¿Quién fue Alex Pretti? El enfermero asesinado en Mineápolis por agentes del ICE

«Quería ser útil, ayudar a la humanidad e impulsar el bien en el mundo», aseguran sus familiares

Diario Vasco, Alin Blanco, 25-01-2026

Alex Jeffrey Pretti, de 37 años, tenía pasaporte estadounidense cuando agentes de la Patrulla Fronteriza abrieron fuego contra él provocándole la muerte durante las manifestaciones … contra la violencia del ICE. Tenía un permiso de armas y portaba una, aunque durante el forcejeo ni siquiera trató de empuñarla. Pretti no tenía antecedentes policiales salvo un par de multas de tráfico. Nunca había tenido ningún problema con la policía, no era un hombre violento, pero sí estaba indignado con la actuación de los agentes de migración.
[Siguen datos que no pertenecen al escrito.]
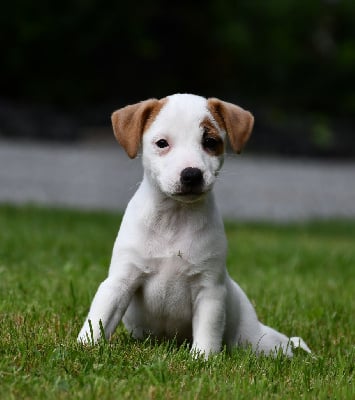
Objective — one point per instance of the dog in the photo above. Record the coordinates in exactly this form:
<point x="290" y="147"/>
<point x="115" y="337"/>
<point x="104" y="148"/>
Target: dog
<point x="168" y="276"/>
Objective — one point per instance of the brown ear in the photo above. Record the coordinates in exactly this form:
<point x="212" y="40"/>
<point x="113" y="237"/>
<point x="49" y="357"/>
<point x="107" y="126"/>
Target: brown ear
<point x="130" y="122"/>
<point x="237" y="122"/>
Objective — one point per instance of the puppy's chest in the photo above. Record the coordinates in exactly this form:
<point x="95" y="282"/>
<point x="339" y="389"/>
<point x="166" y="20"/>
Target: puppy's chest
<point x="168" y="287"/>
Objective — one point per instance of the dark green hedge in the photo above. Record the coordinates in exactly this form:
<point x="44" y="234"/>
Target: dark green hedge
<point x="285" y="55"/>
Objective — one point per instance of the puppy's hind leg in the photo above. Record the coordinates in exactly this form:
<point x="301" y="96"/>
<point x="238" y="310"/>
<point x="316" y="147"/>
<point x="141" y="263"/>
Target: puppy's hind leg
<point x="271" y="341"/>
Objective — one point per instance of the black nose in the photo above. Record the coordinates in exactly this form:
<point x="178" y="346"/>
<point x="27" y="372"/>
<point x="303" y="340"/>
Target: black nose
<point x="191" y="177"/>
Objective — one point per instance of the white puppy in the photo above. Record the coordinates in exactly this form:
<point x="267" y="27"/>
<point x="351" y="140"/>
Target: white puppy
<point x="168" y="276"/>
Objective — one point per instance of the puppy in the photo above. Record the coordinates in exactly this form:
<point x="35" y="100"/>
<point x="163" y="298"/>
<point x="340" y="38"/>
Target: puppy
<point x="168" y="276"/>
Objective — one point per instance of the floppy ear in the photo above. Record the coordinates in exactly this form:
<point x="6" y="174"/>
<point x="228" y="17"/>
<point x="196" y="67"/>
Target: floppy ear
<point x="237" y="122"/>
<point x="130" y="122"/>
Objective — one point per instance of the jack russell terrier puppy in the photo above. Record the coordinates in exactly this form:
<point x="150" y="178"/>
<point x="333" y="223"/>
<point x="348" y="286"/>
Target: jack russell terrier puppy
<point x="168" y="275"/>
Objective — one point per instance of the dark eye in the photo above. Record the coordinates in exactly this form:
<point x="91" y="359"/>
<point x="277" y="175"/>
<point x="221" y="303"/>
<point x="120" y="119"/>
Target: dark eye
<point x="162" y="143"/>
<point x="210" y="143"/>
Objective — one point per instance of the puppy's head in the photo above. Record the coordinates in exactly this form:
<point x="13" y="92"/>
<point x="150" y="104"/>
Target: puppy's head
<point x="183" y="138"/>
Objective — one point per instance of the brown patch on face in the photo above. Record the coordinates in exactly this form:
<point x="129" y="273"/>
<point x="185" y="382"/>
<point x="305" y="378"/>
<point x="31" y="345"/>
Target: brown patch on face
<point x="130" y="122"/>
<point x="237" y="122"/>
<point x="212" y="141"/>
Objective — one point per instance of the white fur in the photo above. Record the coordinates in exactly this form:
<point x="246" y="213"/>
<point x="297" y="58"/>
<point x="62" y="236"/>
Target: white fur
<point x="168" y="276"/>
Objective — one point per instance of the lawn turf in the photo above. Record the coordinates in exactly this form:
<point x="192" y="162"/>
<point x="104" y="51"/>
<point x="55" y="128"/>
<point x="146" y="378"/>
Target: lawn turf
<point x="300" y="277"/>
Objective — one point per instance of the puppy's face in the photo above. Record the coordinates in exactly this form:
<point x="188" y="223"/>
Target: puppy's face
<point x="183" y="148"/>
<point x="183" y="138"/>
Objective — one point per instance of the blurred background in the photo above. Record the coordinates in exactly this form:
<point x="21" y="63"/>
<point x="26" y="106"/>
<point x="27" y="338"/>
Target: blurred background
<point x="65" y="66"/>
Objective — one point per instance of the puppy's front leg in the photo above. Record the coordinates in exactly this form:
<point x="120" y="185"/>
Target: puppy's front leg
<point x="208" y="320"/>
<point x="109" y="305"/>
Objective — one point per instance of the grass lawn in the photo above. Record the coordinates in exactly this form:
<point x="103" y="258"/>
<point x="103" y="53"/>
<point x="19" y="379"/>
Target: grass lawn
<point x="299" y="276"/>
Nació en Illinois y creció en Green Bay, Wisconsin, donde jugó a fútbol americano, béisbol y practicó atletismo en la escuela secundaria Preble High School, según relata su familia. Fue un ‘Boy Scout’ y cantó en el coro infantil del pueblo como cualquier otro niño.

Fue a la Universidad de Minnesota, donde en 2011 se graduó en biología, sociedad y medio ambiente. Le preocupaba la naturaleza y la crisis climática. Trabajó como científico investigador durante un tiempo, pero volvió a la universidad para convertirse en enfermero y cuidar de los demás. Hasta este sábado trabajaba en la unidad de cuidados intensivos del hospital de Asuntos de Veteranos de Minneápolis y vivía en un apartamento situado a 3,2 kilómetros de donde fue tiroteado. Una vecina que vive en la misma urbanización lo describió como tranquilo, solidario y «de gran corazón».

Su familia aseguró a ‘The New york Times’ que se preocupaba mucho por la gente y «estaba muy molesto con lo que estaba pasando en Mineápolis y en todo Estados Unidos con ICE, como millones de personas más». Se manifestaba en contra de «secuestrar a niños y capturar a la gente por la calle». «Él pensaba que era terrible. Se preocupaba por esas personas y sabía que estaba mal, así que participó en las protestas», afirmaron sus padres, Michael y Susan Pretti, que actualmente viven en Colorado.

«Tuvimos esta conversación con él hace dos semanas, le dijimos que protestara, pero que no se involucrara, que no hiciera ninguna tontería. Y él dijo que lo sabía. Lo sabía», aseguraron. Según informa AP, días antes de su asesinato, contó a sus padres que un trabajador latino le reparó la puerta de su garaje y que Pretti le dio una propina de cien dólares por «todo lo que estaba sucediendo con los agentes de inmigración».

Como enfermero trabajaba largas jornadas y en su tiempo libre le gustaba disfrutar de la naturaleza, además de practicar ciclismo. Estaba muy unido a su perro Joule, que murió hace un año. Su madre subrayó que Pretti «amaba este país, pero odiaba lo que cierta gente le estaba haciendo».

Sus amigos y familiares confirmaron que se sentía indignado con las políticas migratorias del gobierno de Trump, así como con las operaciones del ICE en Mineápolis y en todo el país. La muerte de Renée Good –cuya vida comenzó y terminó en lugares y circunstancias muy similares– le hizo implicarse aún más en las protestas. Aseguran que nunca le habían visto salir a la calle con el arma semiautomática que portaba durante la manifestación del sábado. Tenía todos los documentos en regla y el derecho a portarla.

Ruth Anway, enfermera y compañera de Pretti desde 2014, cuando él era asistente de investigación en el hospital aseguró que «quería ser útil, ayudar a la humanidad y tener una carrera que impulsara el bien en el mundo». Ella le impulsó a estudiar enfermería.

Anway asfirmó que Pretti seguía las noticias de cerca y se preocupaba profundamente por la justicia social y la lucha por la equidad. «No me sorprende que estuviera allí protestando y observando».